With tuition fees rising at universities across Nova Scotia this year, one might expect the administration and faculty to cut back as well. However, a report released this week by the Association of Nova Scotia University Teachers (ANSUT) shows that salaries being paid to higher-tier administrative positions in the province have been rising consistently over the past seven years.

Presidents’ salaries at ANSUT-represented universities increasing by an average of 27 per cent compared to an average of seven per cent for faculty members.

ANSUT’s report focused on eight Atlantic Canadian universities. Dalhousie and University of King’s College were not included in the report because their members of faculty are not represented by ANSUT.

According to documents released by Dal under the Public Sector Compensation Disclosure Act, Dal president Tom Traves is the highest paid public figure in Nova Scotia with a salary of $397,735.  That salary is only a drop in the bucket, amounting to little more than one tenth of one per cent of Dal’s labour costs, which total nearly $255,000,000. The university is required to disclose the salaries of those 684 employees who were paid over $100,000 last year.

Students will face a 3 per cent increase in tuition fees this year.

At the ANSUT press conference on Sept. 11, a member of the press made the point that high salaries are necessary to attract the best administrators, and may benefit universities in the long term.

Nick Stark, the Nova Scotia representative for the Canadian Federation of Students, says that this type of corporate attitude has no place in the university system.

“Universities are public institutions and must remain so,” says Stark. “Administrators must not be seen as executives of businesses”

Representatives of both faculty and students at Dal disagree with the ANSUT report’s conclusions. David Mensink, the president of the Dal Faculty Association, says that “in such a complex organization, it’s unfair to zoom in on one part,” adding that “a systematic study looking at the costs of running a university would be a useful study.”

Although the report outlines increasing administrative costs in contrast to decreasing faculty costs at other Nova Scotian universities, Mensink says this does not necessarily mean Dal follows the same trend.

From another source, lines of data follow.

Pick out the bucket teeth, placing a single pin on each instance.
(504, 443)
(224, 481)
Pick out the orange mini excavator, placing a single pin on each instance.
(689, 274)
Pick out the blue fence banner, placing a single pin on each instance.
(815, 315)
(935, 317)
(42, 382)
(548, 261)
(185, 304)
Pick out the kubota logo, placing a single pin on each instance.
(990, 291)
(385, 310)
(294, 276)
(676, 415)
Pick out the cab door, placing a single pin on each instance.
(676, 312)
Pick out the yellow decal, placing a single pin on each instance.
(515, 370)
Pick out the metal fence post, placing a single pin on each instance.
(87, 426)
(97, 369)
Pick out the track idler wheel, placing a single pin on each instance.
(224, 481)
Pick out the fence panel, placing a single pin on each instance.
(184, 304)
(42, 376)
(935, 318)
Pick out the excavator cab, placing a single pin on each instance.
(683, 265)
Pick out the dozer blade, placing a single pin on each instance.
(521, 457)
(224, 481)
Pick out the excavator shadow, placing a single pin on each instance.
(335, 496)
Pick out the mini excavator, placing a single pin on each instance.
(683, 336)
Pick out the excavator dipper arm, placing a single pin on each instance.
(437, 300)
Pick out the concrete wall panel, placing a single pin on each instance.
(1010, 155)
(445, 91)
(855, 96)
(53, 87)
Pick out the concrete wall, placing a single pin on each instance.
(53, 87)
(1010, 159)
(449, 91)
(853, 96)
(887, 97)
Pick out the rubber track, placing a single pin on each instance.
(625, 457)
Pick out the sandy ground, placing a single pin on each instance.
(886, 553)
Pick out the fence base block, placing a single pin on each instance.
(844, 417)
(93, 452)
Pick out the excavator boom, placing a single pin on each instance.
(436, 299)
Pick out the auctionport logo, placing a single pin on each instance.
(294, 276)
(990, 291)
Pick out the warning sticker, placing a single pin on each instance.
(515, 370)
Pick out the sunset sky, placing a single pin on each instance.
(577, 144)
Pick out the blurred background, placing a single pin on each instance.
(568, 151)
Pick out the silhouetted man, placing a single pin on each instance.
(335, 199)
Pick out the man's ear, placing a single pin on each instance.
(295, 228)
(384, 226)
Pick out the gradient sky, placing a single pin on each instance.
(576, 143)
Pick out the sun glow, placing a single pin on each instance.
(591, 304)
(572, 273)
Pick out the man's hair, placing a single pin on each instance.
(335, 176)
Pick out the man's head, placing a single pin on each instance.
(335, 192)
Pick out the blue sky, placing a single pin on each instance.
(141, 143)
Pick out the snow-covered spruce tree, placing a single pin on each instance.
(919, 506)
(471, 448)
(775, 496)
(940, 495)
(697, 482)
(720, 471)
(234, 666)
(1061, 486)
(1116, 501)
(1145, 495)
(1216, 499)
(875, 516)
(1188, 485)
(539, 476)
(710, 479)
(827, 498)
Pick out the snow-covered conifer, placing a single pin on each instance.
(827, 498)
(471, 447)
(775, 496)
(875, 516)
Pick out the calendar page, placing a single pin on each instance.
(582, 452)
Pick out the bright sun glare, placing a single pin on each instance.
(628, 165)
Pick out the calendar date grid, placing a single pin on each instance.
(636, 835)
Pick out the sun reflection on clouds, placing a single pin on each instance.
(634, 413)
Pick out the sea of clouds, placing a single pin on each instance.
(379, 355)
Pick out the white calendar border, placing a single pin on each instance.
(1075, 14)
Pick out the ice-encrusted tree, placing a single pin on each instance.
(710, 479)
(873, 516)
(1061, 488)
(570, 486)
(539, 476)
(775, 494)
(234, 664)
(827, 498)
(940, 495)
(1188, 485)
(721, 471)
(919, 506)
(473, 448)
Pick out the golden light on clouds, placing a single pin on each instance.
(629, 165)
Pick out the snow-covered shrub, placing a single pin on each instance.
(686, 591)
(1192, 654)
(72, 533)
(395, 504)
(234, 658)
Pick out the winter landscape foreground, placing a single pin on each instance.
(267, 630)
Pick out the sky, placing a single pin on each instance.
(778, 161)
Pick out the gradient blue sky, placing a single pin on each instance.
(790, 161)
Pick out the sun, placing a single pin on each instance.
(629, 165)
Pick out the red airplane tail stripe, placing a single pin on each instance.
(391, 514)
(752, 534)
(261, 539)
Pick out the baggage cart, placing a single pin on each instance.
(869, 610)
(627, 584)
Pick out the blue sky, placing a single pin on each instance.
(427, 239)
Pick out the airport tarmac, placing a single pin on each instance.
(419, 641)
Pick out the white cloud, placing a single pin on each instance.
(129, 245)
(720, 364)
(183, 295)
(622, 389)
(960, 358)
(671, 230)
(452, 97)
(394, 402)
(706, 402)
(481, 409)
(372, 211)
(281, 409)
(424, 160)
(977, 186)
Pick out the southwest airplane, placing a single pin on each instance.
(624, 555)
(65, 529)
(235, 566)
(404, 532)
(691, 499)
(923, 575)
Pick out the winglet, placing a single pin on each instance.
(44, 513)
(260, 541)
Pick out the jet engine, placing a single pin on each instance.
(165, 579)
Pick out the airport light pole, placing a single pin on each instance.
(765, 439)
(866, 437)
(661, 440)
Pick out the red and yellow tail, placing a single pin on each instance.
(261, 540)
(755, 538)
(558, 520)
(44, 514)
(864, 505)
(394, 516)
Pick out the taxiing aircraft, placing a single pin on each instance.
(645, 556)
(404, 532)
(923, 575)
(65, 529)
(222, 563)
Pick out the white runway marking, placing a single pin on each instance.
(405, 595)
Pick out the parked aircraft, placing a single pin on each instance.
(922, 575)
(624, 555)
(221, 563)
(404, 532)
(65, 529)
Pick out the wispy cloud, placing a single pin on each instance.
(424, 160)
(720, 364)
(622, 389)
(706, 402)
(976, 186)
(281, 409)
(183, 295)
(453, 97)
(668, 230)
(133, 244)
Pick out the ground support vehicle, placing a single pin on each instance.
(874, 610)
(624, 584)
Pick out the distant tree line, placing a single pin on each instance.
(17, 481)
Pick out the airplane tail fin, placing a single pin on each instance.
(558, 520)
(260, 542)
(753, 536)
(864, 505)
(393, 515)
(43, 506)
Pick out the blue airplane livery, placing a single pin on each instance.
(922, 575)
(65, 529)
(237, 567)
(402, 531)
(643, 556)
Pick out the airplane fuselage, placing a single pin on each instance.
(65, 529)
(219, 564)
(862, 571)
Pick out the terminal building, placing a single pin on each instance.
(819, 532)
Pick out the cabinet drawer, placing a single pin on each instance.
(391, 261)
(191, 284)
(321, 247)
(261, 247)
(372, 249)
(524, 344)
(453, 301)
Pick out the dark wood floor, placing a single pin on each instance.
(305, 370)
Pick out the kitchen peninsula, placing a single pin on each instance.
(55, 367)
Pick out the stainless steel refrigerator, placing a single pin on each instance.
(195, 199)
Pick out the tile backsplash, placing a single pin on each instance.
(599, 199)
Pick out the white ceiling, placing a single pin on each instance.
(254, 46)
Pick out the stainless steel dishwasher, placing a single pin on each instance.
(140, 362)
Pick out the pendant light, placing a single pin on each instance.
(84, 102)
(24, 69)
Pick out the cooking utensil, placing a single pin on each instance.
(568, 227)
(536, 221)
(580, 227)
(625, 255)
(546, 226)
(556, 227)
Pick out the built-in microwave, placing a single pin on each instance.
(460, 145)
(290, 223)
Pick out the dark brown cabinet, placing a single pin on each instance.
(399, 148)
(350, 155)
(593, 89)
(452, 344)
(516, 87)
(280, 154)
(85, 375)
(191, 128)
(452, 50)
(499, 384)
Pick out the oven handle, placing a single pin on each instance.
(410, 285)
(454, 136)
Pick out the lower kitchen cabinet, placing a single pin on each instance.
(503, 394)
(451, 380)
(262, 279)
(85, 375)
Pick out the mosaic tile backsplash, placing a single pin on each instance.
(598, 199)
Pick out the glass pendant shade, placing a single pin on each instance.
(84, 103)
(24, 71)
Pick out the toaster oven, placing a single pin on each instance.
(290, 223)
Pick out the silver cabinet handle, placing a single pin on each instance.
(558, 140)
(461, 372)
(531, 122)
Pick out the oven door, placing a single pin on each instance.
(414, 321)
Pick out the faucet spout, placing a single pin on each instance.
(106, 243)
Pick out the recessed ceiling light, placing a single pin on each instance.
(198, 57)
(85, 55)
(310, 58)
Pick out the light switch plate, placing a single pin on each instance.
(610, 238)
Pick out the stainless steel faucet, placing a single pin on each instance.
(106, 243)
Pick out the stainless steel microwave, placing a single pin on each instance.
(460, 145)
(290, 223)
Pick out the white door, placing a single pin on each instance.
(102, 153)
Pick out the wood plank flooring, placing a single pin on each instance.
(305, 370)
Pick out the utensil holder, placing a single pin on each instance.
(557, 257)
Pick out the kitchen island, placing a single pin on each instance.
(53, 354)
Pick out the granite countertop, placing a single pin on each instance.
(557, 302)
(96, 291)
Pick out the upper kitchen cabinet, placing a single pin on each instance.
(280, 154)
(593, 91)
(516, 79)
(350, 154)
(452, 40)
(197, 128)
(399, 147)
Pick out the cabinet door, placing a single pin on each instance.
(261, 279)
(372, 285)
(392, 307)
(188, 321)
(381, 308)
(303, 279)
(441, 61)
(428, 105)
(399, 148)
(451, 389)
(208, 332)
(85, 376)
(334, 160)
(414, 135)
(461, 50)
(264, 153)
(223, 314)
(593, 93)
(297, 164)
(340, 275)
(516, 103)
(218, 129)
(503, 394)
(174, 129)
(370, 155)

In a memo to the Dal community in 2011, Traves said that faculty salaries were in fact increasing and that “first-rate faculty deserve competitive salaries.”

For some, the most frustrating thing is the apparent lack of constructive communication between higher administration and students at the university.

Chris Ferns, president of ANSUT, said at the press conference on Sept. 11 that part of the solution to many of the monetary issues at universities is greater transparency and more involvement of students and faculty in deciding how their money is spent.

“Transparency is in fact required in the agreement between faculty and admin,” says Mensink. “To make flinging accusations about transparency is superficial.”

Although transparency is required between the faculty and administration, many students feel they are still left out of the loop.

“I feel that as students we are sometimes unaware of all the processes that go on in administration, especially pertaining to finances,” says Jacqueline Wigle, a second-year psychology major at Dal.

“I would like to see some evidence as to whether the salary increases of higher tier administration are directly from tuition payments, or if there is more happening in the exchange of funds between students and the university.”

Mensink would like to see more constructive communication. “If we all work together in talking about the rising cost of education and appeal to the government, that could work,” says Mensink. “But if we sling mud at each other we won’t make any progress.”